Final results of the teleherence web-mobile-phone system to support client treatment.

Paper presented at #husITa14 in Melbourne, Australia, July, 2014.

Presenter

husITa14 Session

Dick Schoech (University of Texas Arlington, USA).

Abstract

Care or case management provides outreach and engagement, problem assessment and understanding, service planning of goals and objectives, advocacy and care coordination, referrals to resource, and monitoring plan progress and problem resolution. One major problem is clients’ adherence to service plans, with adherence failures ranging from about 24% to 90%. Recent technology has raised interest in using mobile smartphones to improve outcomes for clients receiving care management.

The goal of the Teleherence project was to improve client mental health outcomes including empowerment, self-efficacy, and clinician-client relationships by increasing their adherence to treatment and services using prediction technology and web-enabled telecommunications between clinicians, clients, and clients’ family and friends.
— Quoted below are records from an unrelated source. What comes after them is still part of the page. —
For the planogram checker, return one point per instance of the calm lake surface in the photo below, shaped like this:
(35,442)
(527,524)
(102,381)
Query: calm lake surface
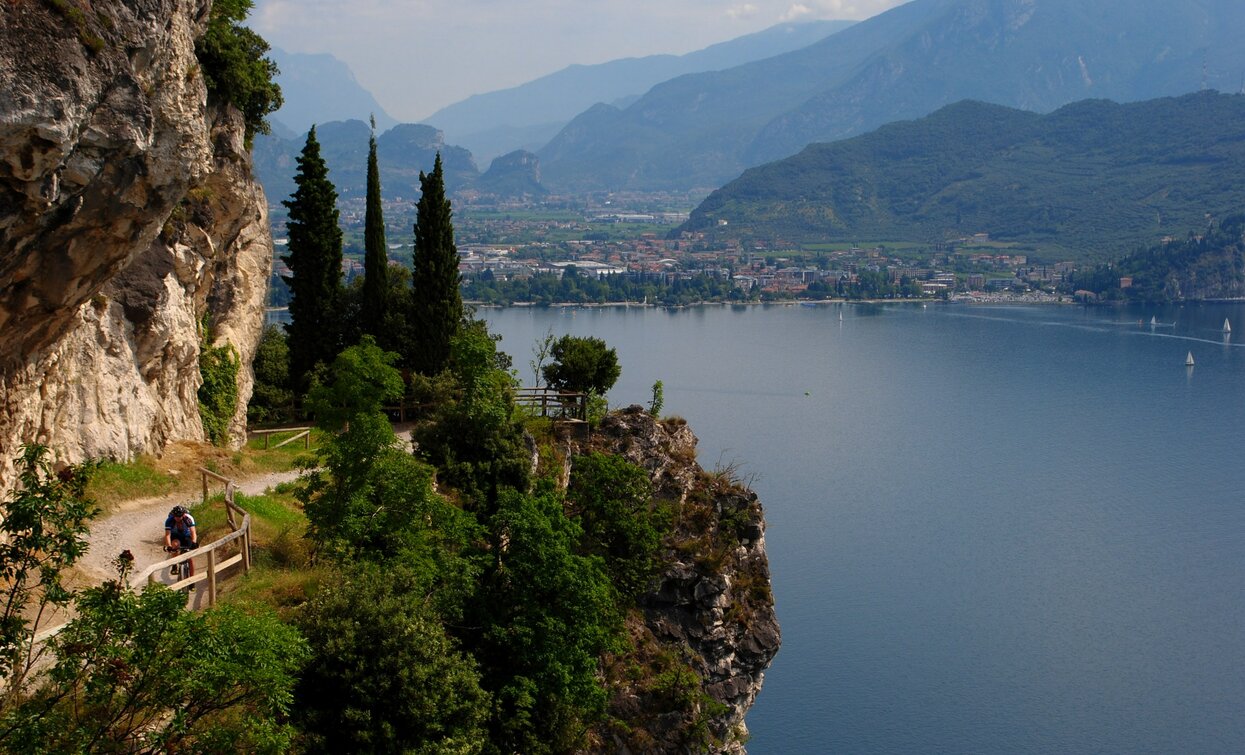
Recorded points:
(990,528)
The Teleherence system allows clinicians to automatically provide voice or text communication with clients. The system could deliver a series of voice or text statements as well as questions that could accept responses from clients, and based on these responses, branch to additional statements or questions or perform other tasks such as playing an audio file.

Four applications of Teleherence found that while potential benefits can be had, many agencies have antiquated computing systems, are constantly threatened with budget cuts and reorganization, have non-standard interventions, and have high staff turnover making a sophisticated automated system difficulty to integrate into existing services. Adapting internet and mobile technology into services takes resources that agencies often prefer to devote to additional services, especially if no research establishes the effectiveness and cost savings of web-phone technologies. Finally, the security and privacy of client data is a constant struggle for agencies and researchers. All these concerns can derail service automation efforts.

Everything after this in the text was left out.